Конрад и Фабиано закутались в свои плащи и улеглись, свернувшись, по разные стороны очага. Отшельник лежал, глядя, как цвет потолка сменяется с зеленоватого на серый, и слушая ровное, легкое дыхание мальчика. По углам шуршали мыши, вышедшие на поиски хлебных крошек. Ночные охотники покрупнее бродили в зарослях за стеной, а с дальнего пруда доносился непрестанный лягушачий хор. От холодного порыва ветра Конрад вздрогнул. В иные ночи глубокий сон мешал ему заметить сквозняк и шорохи ночных тварей.
Но сегодня ему не спалось. Мысленно он снова и снова перечитывал послание Лео. Все в нем было не так – почерк, слова, даже желтоватый, как свежие сливки, пергамент, на котором оно было написано. Лео почитал мадонну Бедность не менее страстно, чем сам святой Франциск. Будь у него деньги, он не стал бы тратить их на дорогую кожу ягненка. Нет, он отдал бы их какому-нибудь бедняку.

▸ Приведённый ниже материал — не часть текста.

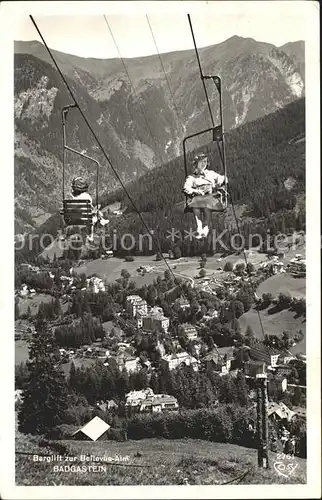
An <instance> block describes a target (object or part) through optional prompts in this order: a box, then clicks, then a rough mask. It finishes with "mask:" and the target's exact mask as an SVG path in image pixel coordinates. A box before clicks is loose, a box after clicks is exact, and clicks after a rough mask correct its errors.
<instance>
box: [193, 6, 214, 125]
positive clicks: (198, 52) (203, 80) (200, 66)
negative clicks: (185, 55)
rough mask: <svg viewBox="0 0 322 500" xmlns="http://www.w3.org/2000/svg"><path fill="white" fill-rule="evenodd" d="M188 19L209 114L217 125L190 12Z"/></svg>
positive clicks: (211, 120) (211, 121)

К тому же Конрад не знал, что думать о посланце. Ему не верилось, чтобы Лео доверил важное послание бесенку из Сакро Конвенто. Никому из главной обители наставник его не доверял. В последние десятилетия он тщательно скрывал свои трактаты от других братьев из страха перед конфискацией. Даже Конраду, которого считал своим духовным сыном, отдал всего один свиток. Остальные Лео хранил в монастыре Бедных женщин в Сан-Дамиано. Туда не было ходу ни одному мужчине, кроме отца-исповедника, и рукописи там были надежно скрыты от ищеек Бонавентуры.
С другой стороны, Фабиано выдержал опасный переход через Апеннины и сумел отыскать отшельничью хижину Конрада. Способный мальчуган. И он говорил как о знакомом о брате Салимбене, хотя Конраду не понять, что общего у этого головастика с той старой жабой.
Он припомнил жирного хрониста, посетившего Сакро Конвенто среди своих бесконечных странствий. Целый день вокруг Салимбене толпились любопытные братья, жадно слушавшие его хвастливые россказни. Конрад с отвращением вспоминал его тучное брюхо, свисавшие на плечи щеки и потную розовую лысину – плоды обильных пиршеств при дворах знатных синьоров.
Переведя взгляд на остывающие угли очага, отшельник заметил, что юный Фабиано тоже дрожит. Ребенок, конечно, не привык к холодным ночам высокогорья. Повернувшись на бок, Конрад принялся раздувать тлеющие угли, пока вверх не взлетела россыпь ярких искр. Тогда он подбросил хвороста и развел новый костерок.
– Не надо! – вскрикнул вдруг Фабиано. Конрад опешил. Чем он мог напугать мальчика?
– Чего «не надо»? – тихо спросил он.
Послушник не отозвался, и Конрад понял, что тот кричал во сне. Кошмар приснился. Ноги мальчика дергались под плащом – спящий убегал от невидимой опасности.